Wenn jemand Technik hilfreich findet und das Gefühl hat, sie zu beherrschen, nutzt er die Technik auch.

Prof. Dr. Barbara Steiner

Die Vermittlung, aber auch die Aus- und Weiterbildung spielen bei AAL eine wichtige Rolle. Sie selbst unterrichten an der Dualen Hochschule in Heidenheim Soziale Arbeit. Inwieweit gehen Sie dabei auf das Thema Technik und Digitalisierung ein?

Meine Studierenden kommen aus unterschiedlichen Bereichen, z. B. aus der Jugendhilfe, Altenhilfe, Behindertenhilfe oder der Flüchtlingshilfe. Wenn es um die Techniknutzung geht, ermuntere ich sie natürlich gerne. Oft sind es aber Grundlagen zum Thema Technik, die ich vermittle: Was versteht man darunter? Wie kann ich das Feld strukturieren, was sind die Herausforderungen? In der Behindertenarbeit steht man beispielsweise vor der Aufgabe, eine Wohnung mithilfe von Technik barrierefrei zu gestalten. Da gibt es unterschiedliche Ansätze. So könnte man z. B. per Sprachassistent Türen öffnen oder Rollläden schließen. Generell wichtig finde ich dabei die Frage: Woher weiß ich, was die Menschen brauchen und welche Technik zur Verfügung steht, um sie individuell beraten zu können?

Wie erfährt man, was die Menschen brauchen könnten, wenn sie es selbst nicht wissen?

Ein zentraler Aspekt ist dabei die ethikbasierte Beratung. Bei der Beratung kann man sich gut an den Dimensionen des MEESTAR-Modells orientieren, das für die ethische Bewertung von technischen Systemen entwickelt wurde. Es kann als Leitfaden dienen, um herauszufinden, welche Fragen im Zusammenhang mit Techniknutzung für einen persönlich wichtig sind: Was heißt Autonomie für Sie? Was heißt Sicherheit für Sie? Was können Sie sich leisten? Was macht Technik womöglich mit Ihnen? Stellen Sie sich vor, Sie sind auf viel Technik angewiesen, brauchen z.B. ein Beatmungsgerät und sitzen im Rollstuhl. Das macht etwas mit dem Selbstverständnis des Menschen.

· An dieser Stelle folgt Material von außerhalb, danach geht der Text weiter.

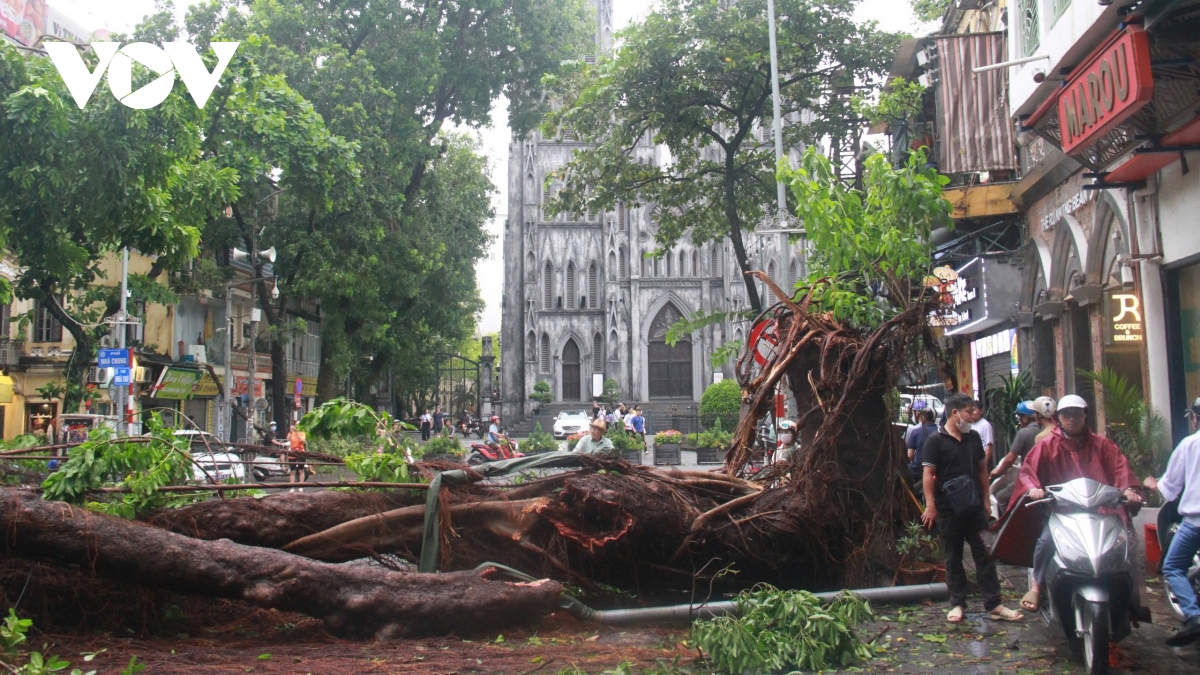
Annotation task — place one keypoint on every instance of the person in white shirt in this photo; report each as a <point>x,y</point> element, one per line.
<point>1182,482</point>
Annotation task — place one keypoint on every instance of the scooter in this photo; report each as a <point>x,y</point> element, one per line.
<point>1168,523</point>
<point>481,453</point>
<point>1089,587</point>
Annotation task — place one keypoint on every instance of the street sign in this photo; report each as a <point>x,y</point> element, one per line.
<point>113,358</point>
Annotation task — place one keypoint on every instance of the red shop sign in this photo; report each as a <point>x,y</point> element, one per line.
<point>1114,83</point>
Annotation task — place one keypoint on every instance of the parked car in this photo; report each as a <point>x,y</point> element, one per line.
<point>217,467</point>
<point>570,422</point>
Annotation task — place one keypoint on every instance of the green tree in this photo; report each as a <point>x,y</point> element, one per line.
<point>695,76</point>
<point>78,185</point>
<point>870,246</point>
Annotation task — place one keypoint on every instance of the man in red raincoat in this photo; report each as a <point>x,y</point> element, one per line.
<point>1072,452</point>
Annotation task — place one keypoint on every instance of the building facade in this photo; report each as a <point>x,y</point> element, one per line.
<point>585,302</point>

Das müssen wir erst einmal besser verstehen. Wir stehen noch ganz am Anfang: Wie gehen wir mit Technik um? Was bedeutet das für uns? Wir nutzen nicht nur digitale Technologien, wir stehen vielmehr vor einer digitalen Transformation. Es ist ein riesiges Thema, das unsere Gesellschaft grundlegend verändern wird und wir wissen nicht, was diese Technik mit uns macht. Es geht dabei um ein grundlegendes Verständnis. Und da wird es Anforderungen geben. Mit diesen müssen wir uns intensiv auseinandersetzen.

Vielen Dank für das Interview!


Weiterführende Informationen

Ethische Fragestellungen – MEESTAR

Das ethische Evaluationsinstrument MEESTAR steht für „Modell zur ethischen Evaluation sozio-technischer Arrangements“ und wurde im Rahmen einer Studie des BMBF (Bundesministerium für Bildung und Forschung) entwickelt. Ziel dieses Modells ist es, den Einsatz von technischen Assistenzsystemen anhand eines konkreten sozio-technischen Szenarios ethisch zu analysieren und reflektieren, mögliche moralische Probleme zu identifizieren und darauf aufbauend Lösungen für den Technikeinsatz zu entwickeln.